В министерстве двора. Воспоминания - стр. 44
Плохое знание русского языка ставило его в неловкое положение. Он приказал дневальному «тушить» огонь в спальне вместо того, чтобы «уменьшить». Как только кадеты очутились во тьме, начался кошачий концерт. Растерявшейся Прейфер кричал неистовым голосом: «Жги! Жги!». Кадеты подхватили припев к известной солдатской песне: «Жги! Жги! Говори, разговаривай!» и пошли куролесить, орать на все голоса и бросать полотенцами и подушками в дневального, пытавшегося зажечь масляную лампу.
Однако были в эту краткую переходную эпоху и такие воспитатели, которые не только умели справляться с буянами, но и успели заслужить самую искреннюю привязанность. В наше отделение временно был назначен капитан Лебедев. Приветливый, справедливый человек, не терпевший ни наушничества, ни сплетни, ни слез, ни кривлянья, сам бывший же наш кадет и последнее время корпусный офицер. К сожалению, Лебедев оставался недолго воспитателем и получил другое, административное назначение. На расставании мы просили его, чтобы он каждому написал на особом листке свою фамилию. Подписи эти мы вделали в особые самодельные картонные рамочки и долго хранили как особую драгоценность.
Усиление эпидемии и полное неустройство заведения заставило начальство распустить на каникулы ранее обыкновенного времени.

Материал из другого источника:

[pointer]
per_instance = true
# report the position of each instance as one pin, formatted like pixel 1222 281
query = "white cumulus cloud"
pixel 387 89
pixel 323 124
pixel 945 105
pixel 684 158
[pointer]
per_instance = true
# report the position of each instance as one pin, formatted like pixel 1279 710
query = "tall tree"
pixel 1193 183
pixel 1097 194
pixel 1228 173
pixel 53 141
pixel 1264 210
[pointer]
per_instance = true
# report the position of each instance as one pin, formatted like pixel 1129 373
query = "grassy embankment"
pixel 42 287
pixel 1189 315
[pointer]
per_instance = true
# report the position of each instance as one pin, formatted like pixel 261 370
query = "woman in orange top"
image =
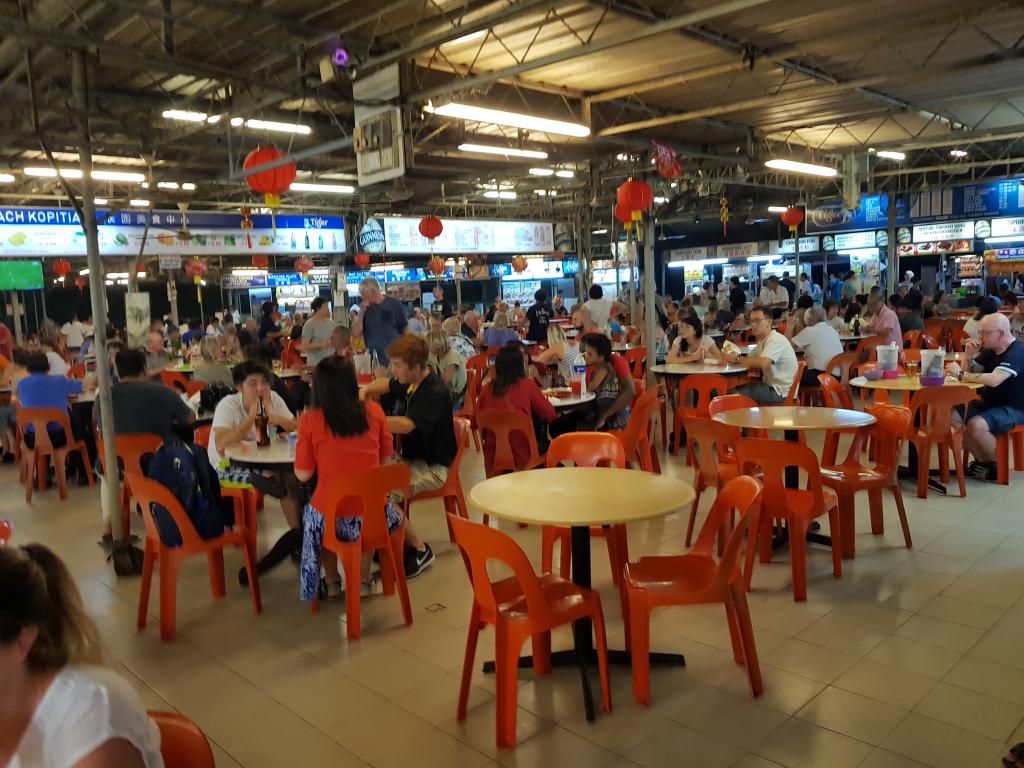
pixel 338 434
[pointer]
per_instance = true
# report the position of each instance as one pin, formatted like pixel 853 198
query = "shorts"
pixel 1000 419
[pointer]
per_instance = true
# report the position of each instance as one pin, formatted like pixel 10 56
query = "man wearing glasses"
pixel 773 356
pixel 996 360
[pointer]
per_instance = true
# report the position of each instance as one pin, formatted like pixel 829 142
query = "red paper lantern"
pixel 636 197
pixel 793 217
pixel 270 183
pixel 436 266
pixel 431 227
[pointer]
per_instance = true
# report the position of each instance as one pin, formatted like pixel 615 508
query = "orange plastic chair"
pixel 847 478
pixel 150 493
pixel 637 437
pixel 797 506
pixel 715 460
pixel 585 450
pixel 182 743
pixel 35 460
pixel 696 579
pixel 130 449
pixel 503 424
pixel 520 606
pixel 932 426
pixel 704 387
pixel 364 494
pixel 451 492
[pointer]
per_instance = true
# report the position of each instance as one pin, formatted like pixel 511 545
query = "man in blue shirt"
pixel 996 361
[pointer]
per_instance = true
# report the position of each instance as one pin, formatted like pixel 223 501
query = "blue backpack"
pixel 185 471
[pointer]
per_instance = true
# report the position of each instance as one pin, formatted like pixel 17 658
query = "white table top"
pixel 279 452
pixel 580 496
pixel 795 418
pixel 689 369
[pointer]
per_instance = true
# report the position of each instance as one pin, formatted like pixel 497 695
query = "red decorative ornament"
pixel 431 227
pixel 793 217
pixel 436 266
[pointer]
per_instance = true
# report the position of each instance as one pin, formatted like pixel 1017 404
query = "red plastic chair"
pixel 704 387
pixel 850 476
pixel 150 493
pixel 451 492
pixel 182 743
pixel 364 494
pixel 932 426
pixel 503 424
pixel 696 579
pixel 637 437
pixel 130 449
pixel 585 450
pixel 715 460
pixel 35 460
pixel 520 606
pixel 798 507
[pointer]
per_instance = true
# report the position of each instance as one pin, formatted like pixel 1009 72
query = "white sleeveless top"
pixel 83 709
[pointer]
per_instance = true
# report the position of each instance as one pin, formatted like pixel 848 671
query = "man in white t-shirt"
pixel 774 298
pixel 773 356
pixel 235 421
pixel 820 343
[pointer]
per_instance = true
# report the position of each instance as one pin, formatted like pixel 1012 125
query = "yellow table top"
pixel 797 418
pixel 580 496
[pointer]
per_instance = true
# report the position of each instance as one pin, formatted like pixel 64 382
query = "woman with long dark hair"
pixel 60 706
pixel 513 390
pixel 339 434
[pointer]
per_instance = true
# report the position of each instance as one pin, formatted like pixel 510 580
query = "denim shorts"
pixel 1000 419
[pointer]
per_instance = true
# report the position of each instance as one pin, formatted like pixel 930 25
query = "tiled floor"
pixel 912 657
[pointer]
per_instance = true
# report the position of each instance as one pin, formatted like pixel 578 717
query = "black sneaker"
pixel 418 560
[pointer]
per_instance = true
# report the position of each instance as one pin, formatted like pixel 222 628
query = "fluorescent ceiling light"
pixel 309 186
pixel 508 152
pixel 512 119
pixel 792 165
pixel 77 173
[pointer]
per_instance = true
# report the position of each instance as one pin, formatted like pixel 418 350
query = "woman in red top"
pixel 511 390
pixel 338 434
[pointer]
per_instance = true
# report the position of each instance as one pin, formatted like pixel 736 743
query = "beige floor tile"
pixel 811 660
pixel 721 713
pixel 910 655
pixel 990 717
pixel 941 745
pixel 852 715
pixel 667 748
pixel 801 744
pixel 939 632
pixel 884 683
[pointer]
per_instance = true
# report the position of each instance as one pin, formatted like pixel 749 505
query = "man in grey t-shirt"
pixel 316 332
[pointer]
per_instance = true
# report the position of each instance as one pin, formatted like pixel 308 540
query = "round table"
pixel 579 498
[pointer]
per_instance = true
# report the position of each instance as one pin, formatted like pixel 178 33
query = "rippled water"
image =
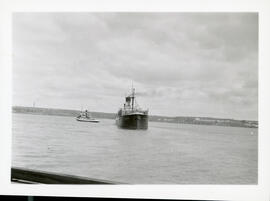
pixel 166 153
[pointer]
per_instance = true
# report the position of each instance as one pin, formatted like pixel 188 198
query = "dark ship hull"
pixel 133 121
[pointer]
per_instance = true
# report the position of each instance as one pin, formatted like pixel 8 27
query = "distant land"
pixel 178 119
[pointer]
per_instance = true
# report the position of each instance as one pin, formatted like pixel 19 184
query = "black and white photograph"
pixel 135 98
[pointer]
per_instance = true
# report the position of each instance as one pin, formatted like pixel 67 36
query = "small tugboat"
pixel 86 117
pixel 131 116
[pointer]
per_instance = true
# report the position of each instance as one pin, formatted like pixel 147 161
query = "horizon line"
pixel 149 115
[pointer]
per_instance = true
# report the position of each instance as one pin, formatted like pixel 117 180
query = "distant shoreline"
pixel 155 118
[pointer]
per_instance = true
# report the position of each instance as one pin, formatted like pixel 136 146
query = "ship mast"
pixel 132 97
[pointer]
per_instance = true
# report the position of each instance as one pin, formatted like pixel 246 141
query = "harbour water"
pixel 166 153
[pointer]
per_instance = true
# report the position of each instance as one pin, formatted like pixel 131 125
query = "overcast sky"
pixel 181 64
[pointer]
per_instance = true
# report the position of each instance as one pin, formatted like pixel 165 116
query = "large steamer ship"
pixel 131 116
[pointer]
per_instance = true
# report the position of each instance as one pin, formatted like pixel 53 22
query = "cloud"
pixel 198 63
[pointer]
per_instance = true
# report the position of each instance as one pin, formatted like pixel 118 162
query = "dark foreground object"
pixel 133 121
pixel 21 175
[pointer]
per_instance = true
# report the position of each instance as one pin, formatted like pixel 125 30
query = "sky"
pixel 181 64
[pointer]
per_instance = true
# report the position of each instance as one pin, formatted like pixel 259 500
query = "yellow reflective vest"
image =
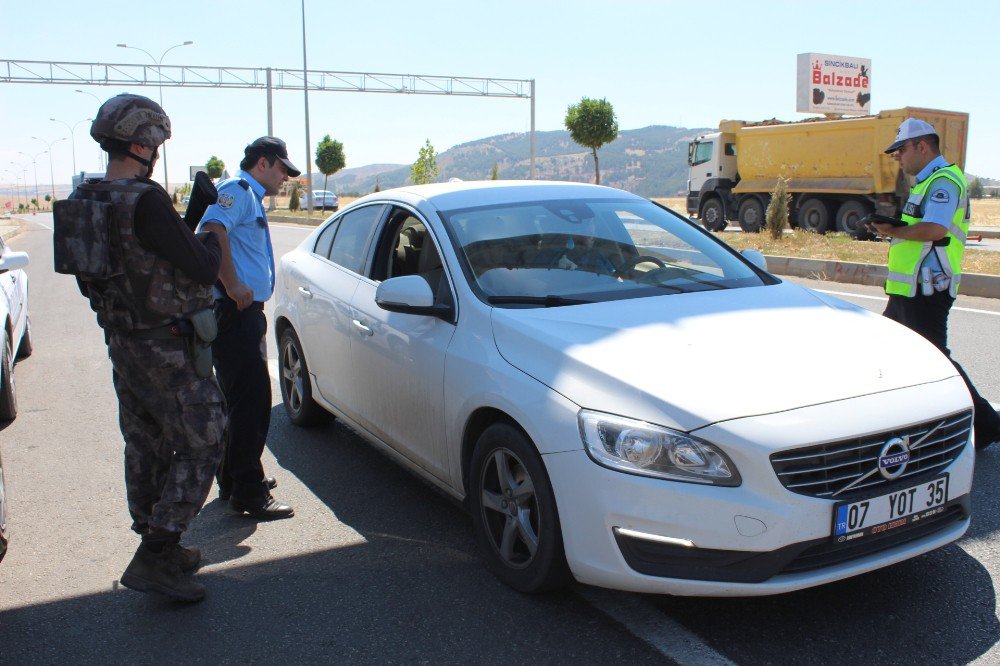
pixel 906 256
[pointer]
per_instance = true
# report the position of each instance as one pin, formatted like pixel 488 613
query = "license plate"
pixel 853 520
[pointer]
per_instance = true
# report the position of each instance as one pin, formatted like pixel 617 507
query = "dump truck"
pixel 836 170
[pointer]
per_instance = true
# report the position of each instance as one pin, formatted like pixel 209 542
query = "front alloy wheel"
pixel 514 512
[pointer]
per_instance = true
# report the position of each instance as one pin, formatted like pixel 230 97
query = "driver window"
pixel 411 251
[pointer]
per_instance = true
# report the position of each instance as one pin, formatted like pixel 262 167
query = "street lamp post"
pixel 159 76
pixel 52 176
pixel 34 166
pixel 100 151
pixel 72 134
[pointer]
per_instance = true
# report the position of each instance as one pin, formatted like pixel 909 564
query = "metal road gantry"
pixel 266 78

По возвращении с каникул я не узнал своей роты. К сожалению, многих из воспитанников мы уже не досчитались, они явились жертвами реформы. Ввиду их великовозрастности, крайне плохих успехов в науках и непреодолимой склонности к беспорядкам, им предложили оставить корпус (военную гимназию) и вступить юнкерами в полки. При этом пострадало, если не ошибаюсь, более семидесяти человек, т. е. около 2о% всего состава воспитанников.
Разделенные вместо рот на четыре возраста, мы были сообразно этому делению старательно разобщены. Устроены были отдельные столовые, отведены каждому возрасту особые участки для гулянья; видеться с воспитанниками другого возраста можно было в общей приемной, и то лишь родственникам. Даже церковный хор и то составили на первое время из кадет одного возраста. Одним словом – разобщение введено было полное[105].
Из бывших четырех ротных командиров воспитателем оставлен был один Андрей Иванович Облонский. Громадный, с высоко поднятой головой, он делал вид недоступного начальника и в старокорпусное время таким и слыл. На самом деле это был добросердечнейший господин, с мягким сердцем и чувствительной душой, что он считал непростительной слабостью и старался маскировать. Это до некоторой степени ему и удавалось прежде, когда он был ротным командиром и мог держать себя подальше от кадет; теперь же, при постоянном общении с воспитанниками своего отделения, его скоро разгадали. Толстый Андрей Иванович, бывало, покричит громко, «покудахтает», но никогда не запишет в «журнал», попасть куда считалось чрезвычайно страшным. Позднее, когда подросшие воспитанники забирались в укромные уголки курить, то Андрей Иванович, хотя и беспокоил своим наблюдением, но, не желая поймать с поличным, что бы могло повести к печальным последствиям, предупреждал о своем приходе мурлыканием песенки или громким окриком на встретившегося по дороге кадета или дневального.
Окончив давно уже образование, Облонский перезабыл, конечно, и математику, и другие предметы; в должности же воспитателя приходилось помогать кадетам на вечерних занятиях. Андрей Иванович предвидел это и потому старался не пропускать лекций, был наиприлежнейшим учеником и на вопросы своих воспитанников являлся уже совершенно подготовленным. Математикой он даже увлекся и в решении задач не знал себе после конкурента даже и среди преподавателей.